Adjacent code related to the paper presented in Joint Workshop on Multiword Expressions and Universal Dependencies (MWE-UD 2024), 25th May, 2024. Co-located with LREC-COLING 2024 in Torino, Italy.
Originaly prepared as part of a Masters dissertation project on COM4520 at The University of Sheffield, with the name of "Is Less More? Idiom Detection with Generalised Natural Language Models".
Paper Authors: Agne Knietaite, Adam Allsebrook, Anton Minkov, Adam Tomaszewski, Norbert Slinko, Richard Johnson, Thomas Pickard, Aline Villavicencio, Dylan Phelps.

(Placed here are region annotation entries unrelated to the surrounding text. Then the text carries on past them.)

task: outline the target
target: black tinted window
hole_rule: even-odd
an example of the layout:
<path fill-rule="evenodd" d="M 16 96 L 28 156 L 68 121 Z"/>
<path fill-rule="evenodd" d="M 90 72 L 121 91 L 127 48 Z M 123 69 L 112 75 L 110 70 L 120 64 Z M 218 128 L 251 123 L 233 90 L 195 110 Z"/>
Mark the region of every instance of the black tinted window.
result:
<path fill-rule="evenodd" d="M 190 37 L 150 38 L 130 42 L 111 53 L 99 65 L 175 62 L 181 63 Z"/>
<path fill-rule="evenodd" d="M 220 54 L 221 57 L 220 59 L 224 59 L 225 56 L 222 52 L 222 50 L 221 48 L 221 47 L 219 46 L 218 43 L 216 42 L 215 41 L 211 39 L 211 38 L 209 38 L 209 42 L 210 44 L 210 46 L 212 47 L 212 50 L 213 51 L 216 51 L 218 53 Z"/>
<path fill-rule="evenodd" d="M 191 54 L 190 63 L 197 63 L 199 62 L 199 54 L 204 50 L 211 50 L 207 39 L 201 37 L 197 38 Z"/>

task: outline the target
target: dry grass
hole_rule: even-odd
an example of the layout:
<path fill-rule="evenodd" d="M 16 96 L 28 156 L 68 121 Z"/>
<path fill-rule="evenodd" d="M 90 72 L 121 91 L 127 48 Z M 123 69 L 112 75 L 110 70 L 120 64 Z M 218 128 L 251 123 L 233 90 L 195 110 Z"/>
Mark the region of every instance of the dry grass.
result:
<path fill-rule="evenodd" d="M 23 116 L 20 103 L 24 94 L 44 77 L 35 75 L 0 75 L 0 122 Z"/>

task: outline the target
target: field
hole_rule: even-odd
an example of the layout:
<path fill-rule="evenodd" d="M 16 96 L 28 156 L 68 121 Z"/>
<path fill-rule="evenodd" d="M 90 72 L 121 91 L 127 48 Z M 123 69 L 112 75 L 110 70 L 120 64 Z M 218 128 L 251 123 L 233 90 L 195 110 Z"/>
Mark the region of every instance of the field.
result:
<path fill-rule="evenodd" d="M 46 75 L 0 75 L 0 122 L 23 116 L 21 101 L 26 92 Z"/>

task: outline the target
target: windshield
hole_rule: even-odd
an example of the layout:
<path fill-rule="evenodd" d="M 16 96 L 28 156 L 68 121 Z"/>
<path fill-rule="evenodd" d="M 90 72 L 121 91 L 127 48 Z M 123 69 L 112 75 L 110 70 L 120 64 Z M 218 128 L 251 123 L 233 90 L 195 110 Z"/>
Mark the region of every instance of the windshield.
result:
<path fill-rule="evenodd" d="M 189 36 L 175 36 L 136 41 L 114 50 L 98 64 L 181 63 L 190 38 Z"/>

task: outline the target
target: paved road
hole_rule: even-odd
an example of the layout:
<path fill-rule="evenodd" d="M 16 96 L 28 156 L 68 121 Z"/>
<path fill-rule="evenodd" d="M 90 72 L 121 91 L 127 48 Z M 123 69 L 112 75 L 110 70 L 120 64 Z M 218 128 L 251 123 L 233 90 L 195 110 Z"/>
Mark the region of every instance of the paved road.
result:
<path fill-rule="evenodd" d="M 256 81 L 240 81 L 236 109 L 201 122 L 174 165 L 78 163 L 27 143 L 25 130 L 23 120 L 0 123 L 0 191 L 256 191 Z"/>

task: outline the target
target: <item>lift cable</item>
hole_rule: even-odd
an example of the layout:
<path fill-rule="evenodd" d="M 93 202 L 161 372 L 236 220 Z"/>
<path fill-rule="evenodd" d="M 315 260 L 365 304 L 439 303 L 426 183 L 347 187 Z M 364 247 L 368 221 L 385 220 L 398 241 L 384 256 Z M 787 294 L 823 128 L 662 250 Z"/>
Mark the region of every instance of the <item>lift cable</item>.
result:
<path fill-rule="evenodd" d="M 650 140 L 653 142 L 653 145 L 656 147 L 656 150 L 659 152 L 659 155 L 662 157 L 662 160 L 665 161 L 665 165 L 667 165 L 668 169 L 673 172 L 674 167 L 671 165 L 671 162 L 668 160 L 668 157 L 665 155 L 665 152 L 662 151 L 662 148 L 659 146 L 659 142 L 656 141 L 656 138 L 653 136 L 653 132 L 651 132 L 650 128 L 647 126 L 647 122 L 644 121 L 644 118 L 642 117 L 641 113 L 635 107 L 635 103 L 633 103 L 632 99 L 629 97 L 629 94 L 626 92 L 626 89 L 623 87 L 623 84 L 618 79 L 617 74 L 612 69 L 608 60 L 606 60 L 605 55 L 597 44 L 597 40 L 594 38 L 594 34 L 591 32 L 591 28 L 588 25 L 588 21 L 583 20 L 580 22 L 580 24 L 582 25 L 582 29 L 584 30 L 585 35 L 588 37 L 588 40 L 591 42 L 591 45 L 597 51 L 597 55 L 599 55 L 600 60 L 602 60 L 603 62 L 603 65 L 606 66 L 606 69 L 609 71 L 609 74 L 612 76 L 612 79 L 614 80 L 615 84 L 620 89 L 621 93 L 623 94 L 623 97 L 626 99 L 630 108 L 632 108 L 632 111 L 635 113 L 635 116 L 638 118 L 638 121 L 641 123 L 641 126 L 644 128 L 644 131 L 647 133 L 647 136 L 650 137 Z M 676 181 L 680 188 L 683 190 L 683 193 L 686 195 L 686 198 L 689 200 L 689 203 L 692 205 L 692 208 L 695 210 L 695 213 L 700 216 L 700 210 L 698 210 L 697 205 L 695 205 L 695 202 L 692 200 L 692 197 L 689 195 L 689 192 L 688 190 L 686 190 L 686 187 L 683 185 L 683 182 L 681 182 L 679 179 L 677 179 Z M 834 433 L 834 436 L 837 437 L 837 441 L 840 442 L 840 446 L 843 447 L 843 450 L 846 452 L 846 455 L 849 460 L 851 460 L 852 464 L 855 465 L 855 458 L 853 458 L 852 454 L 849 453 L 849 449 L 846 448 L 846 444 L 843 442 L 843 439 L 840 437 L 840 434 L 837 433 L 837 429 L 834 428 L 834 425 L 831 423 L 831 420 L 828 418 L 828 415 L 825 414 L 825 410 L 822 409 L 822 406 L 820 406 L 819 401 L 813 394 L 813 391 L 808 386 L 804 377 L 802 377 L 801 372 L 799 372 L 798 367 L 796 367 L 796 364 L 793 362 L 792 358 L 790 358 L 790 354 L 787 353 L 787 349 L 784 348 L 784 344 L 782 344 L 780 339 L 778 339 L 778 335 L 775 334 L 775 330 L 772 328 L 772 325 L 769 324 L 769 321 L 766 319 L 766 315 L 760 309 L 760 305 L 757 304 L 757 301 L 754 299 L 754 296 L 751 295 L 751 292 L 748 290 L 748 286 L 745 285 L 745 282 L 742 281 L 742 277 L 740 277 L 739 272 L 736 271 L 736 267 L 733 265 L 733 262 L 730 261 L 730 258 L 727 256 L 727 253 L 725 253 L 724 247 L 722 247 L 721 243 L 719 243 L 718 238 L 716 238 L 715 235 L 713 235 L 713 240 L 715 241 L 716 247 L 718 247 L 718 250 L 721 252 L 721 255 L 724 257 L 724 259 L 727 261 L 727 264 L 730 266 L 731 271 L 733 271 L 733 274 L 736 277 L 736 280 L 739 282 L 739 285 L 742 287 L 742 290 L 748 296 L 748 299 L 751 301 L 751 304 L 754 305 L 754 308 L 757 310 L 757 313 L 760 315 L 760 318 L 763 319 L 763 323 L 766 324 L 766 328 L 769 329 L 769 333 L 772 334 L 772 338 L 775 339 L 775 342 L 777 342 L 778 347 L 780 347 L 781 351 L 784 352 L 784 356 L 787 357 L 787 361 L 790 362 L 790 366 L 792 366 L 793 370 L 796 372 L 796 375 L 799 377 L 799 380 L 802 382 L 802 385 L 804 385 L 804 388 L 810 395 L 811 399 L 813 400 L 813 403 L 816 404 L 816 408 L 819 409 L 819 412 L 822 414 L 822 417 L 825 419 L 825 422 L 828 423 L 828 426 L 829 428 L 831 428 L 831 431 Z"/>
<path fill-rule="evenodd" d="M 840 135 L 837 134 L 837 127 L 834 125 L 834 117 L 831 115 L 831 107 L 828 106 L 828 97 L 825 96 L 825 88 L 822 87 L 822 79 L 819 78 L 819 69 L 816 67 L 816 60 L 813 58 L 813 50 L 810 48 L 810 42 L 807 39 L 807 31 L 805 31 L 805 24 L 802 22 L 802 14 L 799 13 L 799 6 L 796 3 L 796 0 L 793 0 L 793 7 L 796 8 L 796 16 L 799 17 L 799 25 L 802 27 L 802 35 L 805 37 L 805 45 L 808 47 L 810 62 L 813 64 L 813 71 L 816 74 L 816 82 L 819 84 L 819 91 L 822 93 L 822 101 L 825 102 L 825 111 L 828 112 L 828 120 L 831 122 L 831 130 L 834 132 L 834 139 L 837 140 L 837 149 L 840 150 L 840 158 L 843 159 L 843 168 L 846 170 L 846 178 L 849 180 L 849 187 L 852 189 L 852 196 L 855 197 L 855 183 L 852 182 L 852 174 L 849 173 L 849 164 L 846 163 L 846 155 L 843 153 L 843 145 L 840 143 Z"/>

Link to the paper: https://doi.org/10.48550/arXiv.2405.08497
Link to the NCSSB dataset: https://doi.org/10.15131/shef.data.25259722.v1
The code is divided into two sections, Model and Dataset related, following the structure of the adjacent report. The subdirectories are almost always self-contained and have their own README files for clarity.
src: the base model code for fine-tune and pre-train scenarios. Equipped with model performance evaluation and visualisation techniques;Jupiter Notebooks: Jupiter notebooks, which allow to run the models as Jupiter Notebooks on Google Collab;HPC Fine Tunning: Information on how to schedule model training as jobs on other machines;Paragraph External Context: Gathering external context for the external knowledge enhanced model described in the paper
Data Augmentation: Everything related to the data augmentation, used in the report;Data Generation Parser: Main parser, used for scrapping, adapting and constructing the datasets;Datasets: Base datasets used throughout the project;Script For Scraping Text File&Web Scrapper & Crawler: initial and later improved versions of data scraping and dataset forming tools.